Virtualization Series 08 — VM Management and Cloud Extensions

The previous sections examined the mechanisms by which a single VM executes: how its CPU, memory, devices, and cross-domain interactions are virtualized. This section looks at the surrounding operational layer — the mechanisms by which VMs are created, configured, suspended, snapshotted, migrated, replicated, and destroyed; and the cloud-scale extensions of those mechanisms (microVMs, fleet orchestration) that have shaped modern virtualization more than any other recent development.

These topics are not purely engineering details. The shape of the management layer drives the shape of the underlying VMM: KVM’s hosted architecture exists in part because reusing the Linux operational stack was easier than building a parallel one; Firecracker’s minimal device set exists because the management requirements of serverless workloads (cold-start latency, density, security) made the cost of legacy device emulation unacceptable. How VMs are managed shapes how VMs are built.

The VM Lifecycle

A VM passes through a sequence of states from creation to destruction. The states are roughly the same across hypervisors; the operations between them are where the design choices live.
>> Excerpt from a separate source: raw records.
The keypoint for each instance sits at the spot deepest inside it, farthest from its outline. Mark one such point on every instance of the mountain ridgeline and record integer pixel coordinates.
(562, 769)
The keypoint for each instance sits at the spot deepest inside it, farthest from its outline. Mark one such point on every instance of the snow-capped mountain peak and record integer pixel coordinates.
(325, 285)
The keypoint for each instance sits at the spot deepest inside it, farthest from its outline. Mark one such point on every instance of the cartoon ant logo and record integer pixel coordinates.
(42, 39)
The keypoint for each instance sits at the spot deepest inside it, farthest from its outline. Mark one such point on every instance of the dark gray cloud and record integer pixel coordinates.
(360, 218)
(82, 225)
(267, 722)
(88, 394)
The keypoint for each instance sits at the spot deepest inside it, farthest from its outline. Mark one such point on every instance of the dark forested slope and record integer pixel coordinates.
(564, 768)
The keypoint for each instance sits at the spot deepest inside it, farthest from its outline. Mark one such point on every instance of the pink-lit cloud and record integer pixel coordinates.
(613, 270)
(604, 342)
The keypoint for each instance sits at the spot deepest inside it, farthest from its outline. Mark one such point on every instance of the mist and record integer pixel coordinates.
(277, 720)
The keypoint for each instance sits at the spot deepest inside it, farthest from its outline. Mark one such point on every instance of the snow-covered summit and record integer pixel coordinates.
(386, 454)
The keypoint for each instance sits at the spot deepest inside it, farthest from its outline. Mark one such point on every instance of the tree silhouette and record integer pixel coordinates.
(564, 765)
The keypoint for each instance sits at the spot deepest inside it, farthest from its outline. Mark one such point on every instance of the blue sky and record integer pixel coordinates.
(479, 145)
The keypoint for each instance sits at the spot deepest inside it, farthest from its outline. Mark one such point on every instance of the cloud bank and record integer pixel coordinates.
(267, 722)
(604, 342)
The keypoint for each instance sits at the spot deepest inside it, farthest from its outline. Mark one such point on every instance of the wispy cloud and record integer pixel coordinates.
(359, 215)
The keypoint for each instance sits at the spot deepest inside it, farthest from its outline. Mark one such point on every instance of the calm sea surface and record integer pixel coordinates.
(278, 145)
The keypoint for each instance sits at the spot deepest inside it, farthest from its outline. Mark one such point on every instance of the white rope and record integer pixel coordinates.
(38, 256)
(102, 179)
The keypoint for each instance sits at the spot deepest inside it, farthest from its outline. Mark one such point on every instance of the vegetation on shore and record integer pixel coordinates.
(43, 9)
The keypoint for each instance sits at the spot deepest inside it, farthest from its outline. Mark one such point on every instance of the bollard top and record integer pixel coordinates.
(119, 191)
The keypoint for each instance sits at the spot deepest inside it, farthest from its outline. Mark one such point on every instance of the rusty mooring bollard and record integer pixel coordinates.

   defined ──create──→ stopped ──start──→ running
                          ↑                  │
                          │              suspend
                          │                  ▼
                       resume ←───────── suspended
                          │
                       destroy
                          ▼
                       deleted

Definition and creation

A VM is defined by a configuration: vCPU count, memory size, attached devices, boot disk, network interfaces. Definition is a specification, not yet an instantiation. The configuration may live in a configuration file (libvirt XML, Firecracker JSON), in a database (cloud control plane), or be passed inline at creation (virsh, gcloud).

Creation instantiates the configuration: the VMM allocates the data structures for the VM’s vCPUs and memory regions, opens device backends, loads any required firmware images, and brings the VM to the stopped state — ready to start but not yet executing.

The cost of creation has historically been small relative to other lifecycle costs. The microVM era has changed this: when VMs are created in response to incoming requests (serverless), creation latency directly impacts user-visible request latency, and reducing it from seconds to milliseconds has been a substantial engineering effort.

Boot

Booting transfers control to the guest. Two things happen first: the VMM must place a boot image in the VM’s memory and arrange for the vCPU to start executing it.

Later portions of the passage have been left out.